Classroom Extensions

Tagged: Interview

Become a Historian

This exercise can help students discover how history is written. A good place to start would be to research the history of the Hill District through Teenie Harris’s photographs.

Pick photos from different eras and explore how people, places, and events have changed over time—and why. You can view Harris’s photos by theme or thread to find a sequence of images with similar content that range from the 1930s to the 1970s. How is change evident in the photographs?

You can also research some of the important figures from the civil rights era.

Lead a discussion comparing Teenie Harris and the Picturing the City photographs in terms of race and gender relations.

What do you notice? How have things changed over time?

Research additional legislation since these people, places, and events were photographed (examples such as civil rights, equality, etc.).

Oral History

Many of the photographs in the Teenie Harris exhibition are linked to audio recordings of people who knew Teenie and his work . This project could present new perspectives on history and how individuals and their everyday lives play an important role in understanding and exchanging ideas about history.

Have students find an older family member or person in the community. Ask them to interview that person about a selection of Teenie Harris images from a time when they were alive.  Get their opinions and perspective of that time through the photographs. Ideally students should find people to talk to from a range of times (1930–70s) represented in Teenie Harris’s photographs.

Students could photograph the person and plot the new photographs and interviews along a historical timeline.

Make comparisons with Picturing the City photographs. Students can share their perspective on what’s happening today. Ask students to imagine being interviewed in the same way when they are older—what would they want to tell someone about what was happening “in their day”?

Share your findings with the class.

Document and share students’ current insights and opinions about the Picturing the City photographs. These ideas could be recorded using journals, writing prompts, audio recordings, or visual arts projects.

Document Your School Neighborhood

This could be implemented as a school-wide project, including teachers from a variety of disciplines, and include historical research, interviews, writing, art-making, and more. It could also occur each year to create a record of your school and neighborhood’s history—and what students want to see for its future.

Define the characteristics of your school community based on people, places, and events.  Create a list of the class’s ideas.

Research the history of your school. This might include interviews with teachers, family, and community members as well as finding sources on the internet and in the library.

Discuss how you are learning about history, as well as contributing to and preserving the school and neighborhood’s history.

Share your findings with a larger community. Remember visual arts are a way to understand and exchange ideas, so how can findings be shared visually? Think about the variety of places to share these ideas, including bulletin boards, the yearbook, school newspaper, website, blog, etc.

Discuss how your students’ research and discoveries might lead to visions about the future of their school and the community surrounding it.

Define Community through People, Places, and Events

Explore ideas of how people, places, and events shape a community. How does it relate to someone’s sense of place? How can communities change over time?

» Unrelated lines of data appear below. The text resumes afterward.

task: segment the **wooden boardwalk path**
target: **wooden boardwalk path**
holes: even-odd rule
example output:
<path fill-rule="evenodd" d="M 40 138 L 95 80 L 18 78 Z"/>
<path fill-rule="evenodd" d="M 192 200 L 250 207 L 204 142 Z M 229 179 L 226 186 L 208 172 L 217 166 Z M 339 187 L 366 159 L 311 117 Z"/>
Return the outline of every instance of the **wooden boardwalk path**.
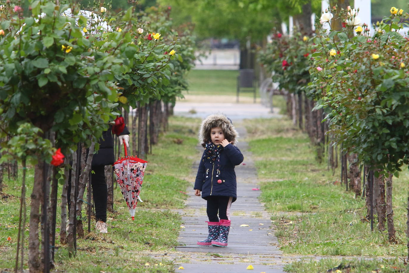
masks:
<path fill-rule="evenodd" d="M 231 209 L 231 226 L 227 247 L 201 246 L 196 245 L 198 240 L 205 239 L 207 235 L 208 221 L 206 212 L 206 201 L 194 195 L 193 190 L 188 191 L 189 196 L 182 214 L 184 228 L 182 228 L 178 241 L 180 262 L 175 266 L 177 272 L 189 273 L 234 272 L 283 272 L 283 264 L 280 261 L 282 256 L 278 248 L 274 231 L 270 228 L 269 216 L 263 204 L 258 200 L 260 191 L 253 190 L 258 187 L 257 173 L 248 145 L 244 139 L 246 131 L 238 128 L 240 138 L 237 145 L 244 156 L 244 161 L 236 167 L 237 176 L 237 200 Z M 201 147 L 198 149 L 202 150 Z M 192 171 L 196 175 L 199 160 Z M 249 226 L 240 227 L 241 225 Z M 247 270 L 252 265 L 254 270 Z M 180 266 L 184 269 L 178 270 Z"/>

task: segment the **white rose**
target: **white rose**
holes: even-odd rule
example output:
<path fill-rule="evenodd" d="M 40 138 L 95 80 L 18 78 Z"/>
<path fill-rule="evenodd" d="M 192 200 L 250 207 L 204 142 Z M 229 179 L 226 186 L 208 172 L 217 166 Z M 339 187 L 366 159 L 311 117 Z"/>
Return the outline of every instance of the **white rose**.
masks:
<path fill-rule="evenodd" d="M 322 15 L 321 15 L 321 18 L 319 18 L 319 23 L 324 24 L 326 22 L 329 22 L 333 17 L 334 15 L 330 12 L 324 13 L 322 14 Z"/>

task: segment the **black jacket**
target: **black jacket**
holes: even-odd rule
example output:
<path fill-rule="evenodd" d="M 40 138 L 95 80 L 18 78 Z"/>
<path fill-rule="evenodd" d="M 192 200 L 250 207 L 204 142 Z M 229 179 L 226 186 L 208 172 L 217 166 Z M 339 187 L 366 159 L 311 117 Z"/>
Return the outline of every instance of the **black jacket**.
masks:
<path fill-rule="evenodd" d="M 125 126 L 121 135 L 129 135 L 129 131 Z M 119 136 L 120 135 L 118 135 Z M 112 165 L 115 162 L 114 155 L 114 138 L 112 135 L 112 126 L 102 133 L 102 136 L 98 141 L 99 149 L 92 157 L 92 166 Z"/>
<path fill-rule="evenodd" d="M 202 198 L 212 196 L 231 196 L 233 202 L 237 199 L 237 182 L 234 167 L 243 162 L 244 157 L 238 148 L 229 144 L 220 153 L 220 175 L 216 177 L 213 163 L 208 160 L 203 160 L 203 155 L 199 165 L 195 181 L 194 190 L 202 191 Z M 217 166 L 216 166 L 217 167 Z M 218 183 L 220 180 L 222 183 Z"/>

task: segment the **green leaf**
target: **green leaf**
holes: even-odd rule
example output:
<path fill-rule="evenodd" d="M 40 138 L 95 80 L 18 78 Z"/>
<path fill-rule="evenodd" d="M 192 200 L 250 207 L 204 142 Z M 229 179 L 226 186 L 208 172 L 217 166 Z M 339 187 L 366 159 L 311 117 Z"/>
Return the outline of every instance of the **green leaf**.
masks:
<path fill-rule="evenodd" d="M 78 124 L 82 121 L 82 116 L 78 113 L 76 113 L 70 120 L 70 124 L 72 125 Z"/>
<path fill-rule="evenodd" d="M 33 23 L 34 23 L 34 18 L 33 17 L 27 17 L 26 18 L 25 22 L 26 26 L 31 27 L 33 25 Z"/>
<path fill-rule="evenodd" d="M 344 32 L 338 32 L 337 35 L 338 36 L 338 38 L 342 41 L 345 41 L 348 39 L 348 36 Z"/>
<path fill-rule="evenodd" d="M 39 68 L 45 68 L 48 67 L 48 60 L 44 58 L 39 58 L 31 62 L 33 65 Z"/>
<path fill-rule="evenodd" d="M 48 79 L 45 77 L 41 77 L 38 79 L 38 86 L 43 87 L 48 82 Z"/>
<path fill-rule="evenodd" d="M 43 39 L 43 43 L 45 47 L 48 48 L 54 43 L 54 38 L 52 37 L 48 36 L 45 37 Z"/>

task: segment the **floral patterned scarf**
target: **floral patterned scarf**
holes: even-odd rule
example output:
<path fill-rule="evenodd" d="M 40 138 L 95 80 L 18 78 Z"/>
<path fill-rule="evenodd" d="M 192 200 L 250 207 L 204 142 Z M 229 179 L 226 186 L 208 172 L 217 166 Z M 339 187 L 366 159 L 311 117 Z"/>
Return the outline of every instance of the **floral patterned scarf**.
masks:
<path fill-rule="evenodd" d="M 206 144 L 204 147 L 204 155 L 203 161 L 206 159 L 211 163 L 215 164 L 216 167 L 216 177 L 218 177 L 220 174 L 220 153 L 223 151 L 223 146 L 221 145 L 216 145 L 211 141 Z"/>

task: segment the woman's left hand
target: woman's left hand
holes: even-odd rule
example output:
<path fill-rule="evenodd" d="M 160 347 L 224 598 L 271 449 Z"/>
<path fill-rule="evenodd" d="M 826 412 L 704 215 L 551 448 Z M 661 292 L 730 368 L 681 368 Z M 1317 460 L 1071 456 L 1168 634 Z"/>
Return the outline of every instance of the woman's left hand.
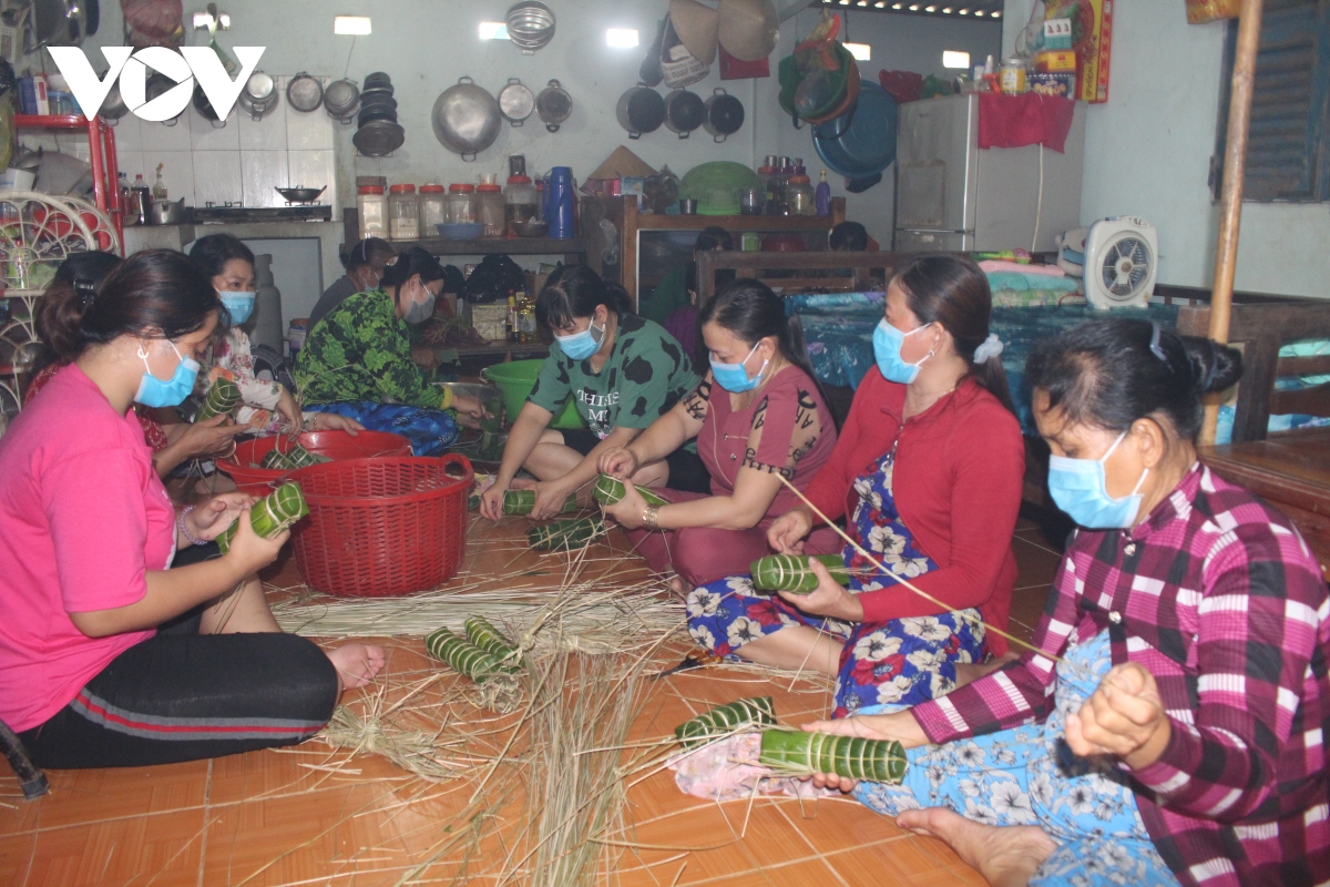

Students should pick a variety of Teenie Harris and Picturing the City photographs that they think convey the idea of community and/or a sense of place.

Brainstorm how each photograph conveys the idea of community. What are the elements that make up a community? In what ways did the artist accomplish this visually? Make a list of the class’s observations and ideas.

Ask students what is their community? How can you be part of more than one community? What are the people, places, and events that come together to create those communities? What about online communities? How do they compare to physical places? Make a list.

How do the physical and virtual communities you belong to relate to your identity? How do you shape those places— and how do they shape you?

Use photography to document a shared community: the school community! Discuss how you might use the techniques explored through Teenie Harris and Picturing the City photographs to take new photographs.

Be observant of places, people, and events around your school.

Compare photographs by Teenie Harris and Picturing the City artists with the photographs that students took of their school community. What can you learn about the people, places, and events in each? In what ways does that affect the sense of place associated with those communities or neighborhoods? How do the artists capture a sense of place in both?